O mundo com a Palestina, por Inácio Arruda
A solidariedade frustrará planos de apartheid de Israel, que lembram a antiga África do Sul (...) O Brasil, certamente, reafirmará o compromisso por um Estado palestino

Inácio Arruda, Deputado Federal
[09 Abril 01h09min]

    O mundo percebeu a barbárie em curso no Oriente Médio em diversos momentos. Num deles, o escritor José Saramago revelou que o governo de Israel faz com os palestinos o que Hitler fez com os judeus. Uma guerra decretada pelo general Ariel Sharon mobilizou milhares de soldados e um imponente arsenal, confinando mais de três milhões de viventes numa fração de território, cercando cidades e acampamentos de refugiados, executando e ferindo às dezenas de milhares, com danos materiais, ambientais e econômicos incalculáveis.
    A fúria belicista de Sharon é hedionda.

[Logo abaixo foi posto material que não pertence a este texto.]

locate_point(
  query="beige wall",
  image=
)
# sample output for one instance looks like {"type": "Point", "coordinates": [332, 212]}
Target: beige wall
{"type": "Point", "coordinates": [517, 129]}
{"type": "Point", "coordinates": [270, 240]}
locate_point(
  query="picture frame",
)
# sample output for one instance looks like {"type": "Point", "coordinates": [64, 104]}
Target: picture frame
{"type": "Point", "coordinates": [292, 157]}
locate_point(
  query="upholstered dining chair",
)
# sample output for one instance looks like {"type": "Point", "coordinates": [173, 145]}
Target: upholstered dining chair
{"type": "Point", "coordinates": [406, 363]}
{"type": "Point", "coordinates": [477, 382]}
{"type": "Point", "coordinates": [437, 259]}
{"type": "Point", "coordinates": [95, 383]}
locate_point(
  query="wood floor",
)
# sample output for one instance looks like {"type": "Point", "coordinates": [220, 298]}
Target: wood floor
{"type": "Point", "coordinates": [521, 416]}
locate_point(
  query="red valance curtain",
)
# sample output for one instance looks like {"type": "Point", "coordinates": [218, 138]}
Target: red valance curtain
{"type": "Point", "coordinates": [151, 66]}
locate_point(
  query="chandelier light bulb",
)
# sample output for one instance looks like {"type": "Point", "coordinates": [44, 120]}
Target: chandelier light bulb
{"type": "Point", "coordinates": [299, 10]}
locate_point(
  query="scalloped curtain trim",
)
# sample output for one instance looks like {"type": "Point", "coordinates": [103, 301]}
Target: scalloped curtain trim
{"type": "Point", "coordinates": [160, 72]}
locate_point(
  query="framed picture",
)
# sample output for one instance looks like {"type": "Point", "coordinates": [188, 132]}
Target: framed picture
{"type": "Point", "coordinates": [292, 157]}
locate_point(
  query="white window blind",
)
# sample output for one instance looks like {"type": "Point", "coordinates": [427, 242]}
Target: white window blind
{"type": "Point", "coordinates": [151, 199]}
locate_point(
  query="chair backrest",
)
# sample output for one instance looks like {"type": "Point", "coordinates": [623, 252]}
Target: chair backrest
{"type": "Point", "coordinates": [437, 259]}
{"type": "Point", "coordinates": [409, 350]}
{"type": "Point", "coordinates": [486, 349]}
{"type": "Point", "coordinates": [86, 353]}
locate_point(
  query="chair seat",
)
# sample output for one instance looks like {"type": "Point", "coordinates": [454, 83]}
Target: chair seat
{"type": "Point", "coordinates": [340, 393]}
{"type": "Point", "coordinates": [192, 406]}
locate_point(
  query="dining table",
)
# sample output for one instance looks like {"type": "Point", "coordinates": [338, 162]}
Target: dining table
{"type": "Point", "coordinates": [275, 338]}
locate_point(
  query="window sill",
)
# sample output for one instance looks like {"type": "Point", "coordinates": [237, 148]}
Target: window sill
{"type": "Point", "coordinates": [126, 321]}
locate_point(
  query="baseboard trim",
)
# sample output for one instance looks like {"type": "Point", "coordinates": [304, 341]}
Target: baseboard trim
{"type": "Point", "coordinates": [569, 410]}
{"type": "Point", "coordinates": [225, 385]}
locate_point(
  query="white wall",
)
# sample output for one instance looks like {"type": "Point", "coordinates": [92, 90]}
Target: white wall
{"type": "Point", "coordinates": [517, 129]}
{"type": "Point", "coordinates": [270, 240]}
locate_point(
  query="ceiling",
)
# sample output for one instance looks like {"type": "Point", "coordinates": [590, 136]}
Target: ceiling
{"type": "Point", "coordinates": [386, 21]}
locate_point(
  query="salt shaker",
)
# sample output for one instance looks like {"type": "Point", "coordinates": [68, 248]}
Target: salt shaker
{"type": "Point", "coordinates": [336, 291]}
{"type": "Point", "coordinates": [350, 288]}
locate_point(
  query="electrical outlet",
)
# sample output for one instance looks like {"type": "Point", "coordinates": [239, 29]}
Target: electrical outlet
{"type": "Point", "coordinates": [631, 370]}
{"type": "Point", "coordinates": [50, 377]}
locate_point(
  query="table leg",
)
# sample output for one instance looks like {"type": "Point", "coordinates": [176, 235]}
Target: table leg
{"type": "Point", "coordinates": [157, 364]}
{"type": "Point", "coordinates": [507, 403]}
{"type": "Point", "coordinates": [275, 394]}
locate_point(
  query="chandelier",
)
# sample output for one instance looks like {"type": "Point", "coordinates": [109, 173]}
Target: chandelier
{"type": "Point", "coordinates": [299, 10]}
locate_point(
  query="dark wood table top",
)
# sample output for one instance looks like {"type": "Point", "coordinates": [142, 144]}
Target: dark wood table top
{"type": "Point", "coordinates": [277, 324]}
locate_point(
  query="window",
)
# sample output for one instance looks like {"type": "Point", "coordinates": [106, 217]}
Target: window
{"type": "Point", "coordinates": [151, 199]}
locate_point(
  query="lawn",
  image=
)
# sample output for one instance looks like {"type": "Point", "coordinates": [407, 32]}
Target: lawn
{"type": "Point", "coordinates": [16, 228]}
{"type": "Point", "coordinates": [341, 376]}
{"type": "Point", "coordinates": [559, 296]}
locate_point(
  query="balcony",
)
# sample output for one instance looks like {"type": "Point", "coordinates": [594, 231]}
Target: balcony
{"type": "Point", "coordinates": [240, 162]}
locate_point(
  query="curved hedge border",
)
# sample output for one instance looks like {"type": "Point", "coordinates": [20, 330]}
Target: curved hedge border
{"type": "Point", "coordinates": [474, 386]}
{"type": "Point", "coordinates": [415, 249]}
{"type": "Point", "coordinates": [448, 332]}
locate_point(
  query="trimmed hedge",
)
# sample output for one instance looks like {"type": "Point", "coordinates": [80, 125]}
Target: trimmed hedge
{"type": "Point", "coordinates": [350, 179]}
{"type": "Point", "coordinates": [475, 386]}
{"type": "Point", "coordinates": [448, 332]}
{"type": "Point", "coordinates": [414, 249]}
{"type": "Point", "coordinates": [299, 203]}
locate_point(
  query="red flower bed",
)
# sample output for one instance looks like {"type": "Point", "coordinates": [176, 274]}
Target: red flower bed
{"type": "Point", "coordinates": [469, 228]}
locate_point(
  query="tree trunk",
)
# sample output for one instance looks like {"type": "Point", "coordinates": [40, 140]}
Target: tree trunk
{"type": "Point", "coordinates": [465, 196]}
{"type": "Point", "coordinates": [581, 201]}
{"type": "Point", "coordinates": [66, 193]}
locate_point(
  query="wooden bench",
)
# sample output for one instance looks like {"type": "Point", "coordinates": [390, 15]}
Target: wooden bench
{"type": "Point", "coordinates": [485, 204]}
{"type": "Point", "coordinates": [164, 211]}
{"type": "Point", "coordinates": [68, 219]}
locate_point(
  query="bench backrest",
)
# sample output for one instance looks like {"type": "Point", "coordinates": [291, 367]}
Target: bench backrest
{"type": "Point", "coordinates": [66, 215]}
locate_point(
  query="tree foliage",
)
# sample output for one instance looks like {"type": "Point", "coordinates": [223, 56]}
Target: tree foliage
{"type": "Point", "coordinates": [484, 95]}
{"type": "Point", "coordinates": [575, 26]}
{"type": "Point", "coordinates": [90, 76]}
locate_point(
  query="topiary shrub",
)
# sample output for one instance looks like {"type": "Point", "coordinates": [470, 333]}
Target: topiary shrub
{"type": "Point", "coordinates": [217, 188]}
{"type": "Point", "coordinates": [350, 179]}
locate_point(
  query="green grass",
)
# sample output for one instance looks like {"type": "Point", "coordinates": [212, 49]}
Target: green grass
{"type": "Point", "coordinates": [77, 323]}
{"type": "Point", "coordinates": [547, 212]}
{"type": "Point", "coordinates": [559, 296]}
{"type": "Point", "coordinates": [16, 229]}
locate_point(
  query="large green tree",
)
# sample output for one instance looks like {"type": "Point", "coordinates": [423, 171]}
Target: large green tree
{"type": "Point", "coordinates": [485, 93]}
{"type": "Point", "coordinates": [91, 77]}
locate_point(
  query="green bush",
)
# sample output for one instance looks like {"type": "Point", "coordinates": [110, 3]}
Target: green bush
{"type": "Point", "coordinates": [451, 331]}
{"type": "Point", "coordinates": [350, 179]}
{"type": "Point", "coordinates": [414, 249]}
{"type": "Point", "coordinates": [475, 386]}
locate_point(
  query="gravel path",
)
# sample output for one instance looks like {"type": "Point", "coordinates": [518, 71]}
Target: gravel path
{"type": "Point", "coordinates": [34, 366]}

Milhares de civis estão presos em suas casas, centenas de tanques destroem tudo à passagem; a aviação informa a Cruz Vermelha , bombardeia inclusive hospitais; o cerco militar impede a entrada de alimentos e remédios; as ambulâncias são proibidas de socorrer feridos e até de recolher os cadáveres que apodrecem nas ruas ou nas residências; igrejas históricas, locais religiosos sagrados e sacerdotes são agredidos.
    É flagrante a violação do direito internacional, das resoluções da Organização das Nações Unidas (ONU) e da Convenção de Genebra, numa política de destruição que conta com o apoio ilimitado do governo Bush para dobrar a resistência à ocupação de 34 anos, destruir a Autoridade Nacional Palestina (ANP) e aniquilar a liderança do presidente Yasser Arafat, dirigente da luta pela independência democraticamente eleito.
    Temos como dever imediato barrar essa medieval ameaça à paz e à estabilidade no mundo, exigindo uma solução duradoura que já consta do direito internacional e das resoluções do Conselho de Segurança e Assembléia Geral da ONU: retirada imediata do exército de ocupação dos territórios ocupados em 1967, fim dos assentamentos e retorno de quase cinco milhões de refugiados, imediata instalação do Estado Palestino com capital em Jerusalém.
    Buscamos um amplo movimento mundial pela convivência pacífica ao lado das forças de paz em Israel, contando inclusive com a crescente recusa de militares em servir nas áreas ocupadas. A solidariedade frustrará planos de apartheid que lembram a antiga África do Sul. O Brasil, um dos autores da resolução da ONU (presidida por Osvaldo Aranha) que autorizou a criação dos estados palestino e israelense, reafirmará certamente o compromisso moral e político com essa causa.
    Para tanto, contribuí com uma moção da Câmara dos Deputados que reafirma o apoio ativo do povo brasileiro ao povo palestino, exigindo o fim ao cerco imposto ao presidente Yasser Arafat, em Ramallah, e das afrontas às decisões adotadas pelo conjunto das nações. Somamo-nos aos brados que ecoam em todos os continentes: paz no mundo e todo respeito à ANP.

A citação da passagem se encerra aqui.